Abstract: Conceptual knowledge is closely related to a deeper understanding of existing facts and relationships, but also to the argumentation and communication of why something happens in a particular way. Formal Concept Analysis (FCA) is the core of Conceptual Knowledge Processing. It emerged from applied mathematics and quickly developed into a powerful framework for knowledge representation. It is based on a set theoretical semantics and provides a rich amount of mathematical instruments for representation, acquiring, retrieval, discovery and further processing of knowledge. FCA was introduced in the dyadic setting [Ganter and Wille, 1999] and extended to a triadic [Lehmann and Wille, 1995] and eventually n-adic setting [Voutsadakis, 2002]. Intuitively, dyadic datasets can be understood as objects related to attributes and, in addition, to conditions for the triadic case. FCA defines concepts as maximal clusters of data in which all elements are mutually interrelated. A common problem for n-adic FCA is concept visualization and navigation.
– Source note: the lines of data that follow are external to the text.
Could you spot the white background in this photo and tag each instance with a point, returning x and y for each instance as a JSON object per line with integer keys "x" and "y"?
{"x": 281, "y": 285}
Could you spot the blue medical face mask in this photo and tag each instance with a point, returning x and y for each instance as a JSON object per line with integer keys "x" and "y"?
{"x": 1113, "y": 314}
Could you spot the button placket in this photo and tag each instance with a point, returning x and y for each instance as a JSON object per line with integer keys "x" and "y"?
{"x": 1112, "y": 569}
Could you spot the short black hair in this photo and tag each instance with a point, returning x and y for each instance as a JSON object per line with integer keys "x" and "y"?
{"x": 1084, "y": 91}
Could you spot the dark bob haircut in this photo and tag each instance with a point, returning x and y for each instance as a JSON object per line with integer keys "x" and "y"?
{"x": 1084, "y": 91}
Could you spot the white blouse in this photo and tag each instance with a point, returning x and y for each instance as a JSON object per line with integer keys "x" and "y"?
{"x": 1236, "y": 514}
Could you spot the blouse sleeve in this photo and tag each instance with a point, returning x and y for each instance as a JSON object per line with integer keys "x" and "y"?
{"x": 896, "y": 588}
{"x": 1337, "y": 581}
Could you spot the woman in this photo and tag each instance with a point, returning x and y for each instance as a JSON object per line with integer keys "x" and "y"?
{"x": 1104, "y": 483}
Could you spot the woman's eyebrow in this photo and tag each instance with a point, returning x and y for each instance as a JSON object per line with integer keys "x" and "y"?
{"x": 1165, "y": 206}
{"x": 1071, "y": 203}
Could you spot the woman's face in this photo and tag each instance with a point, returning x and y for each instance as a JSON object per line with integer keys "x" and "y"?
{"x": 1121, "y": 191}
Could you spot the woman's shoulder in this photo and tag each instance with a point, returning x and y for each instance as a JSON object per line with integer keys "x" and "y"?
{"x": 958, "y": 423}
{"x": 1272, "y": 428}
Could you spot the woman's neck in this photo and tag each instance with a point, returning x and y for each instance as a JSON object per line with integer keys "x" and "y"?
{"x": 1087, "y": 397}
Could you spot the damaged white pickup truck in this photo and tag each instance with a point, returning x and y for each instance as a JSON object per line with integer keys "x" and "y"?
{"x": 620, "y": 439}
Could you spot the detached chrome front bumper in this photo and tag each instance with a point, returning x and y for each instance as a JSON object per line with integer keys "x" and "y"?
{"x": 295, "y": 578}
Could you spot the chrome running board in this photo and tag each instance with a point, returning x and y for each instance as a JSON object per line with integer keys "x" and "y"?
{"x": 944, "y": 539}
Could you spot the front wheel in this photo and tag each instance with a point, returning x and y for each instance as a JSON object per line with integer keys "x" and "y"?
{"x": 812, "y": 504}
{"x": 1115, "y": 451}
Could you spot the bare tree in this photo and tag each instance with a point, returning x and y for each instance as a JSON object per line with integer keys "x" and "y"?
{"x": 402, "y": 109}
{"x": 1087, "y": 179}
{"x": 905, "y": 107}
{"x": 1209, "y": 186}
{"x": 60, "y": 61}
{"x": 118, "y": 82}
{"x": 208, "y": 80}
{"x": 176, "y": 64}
The goal of my thesis is to find visualization and navigation paradigms that can be applied to higher-dimensional datasets. Therefore, we study the triadic case and propose several visualization and navigational approaches. Furthermore, we evaluate these approaches, study their generalizations and extend them, where possible, to n-ary formal contexts.
Keywords: Conceptual Knowledge Processing, Formal Concept Analysis, visualization, navigation, higher-dimensional datasets
Acknowledgments: This research was supported by a scholarship from DAAD.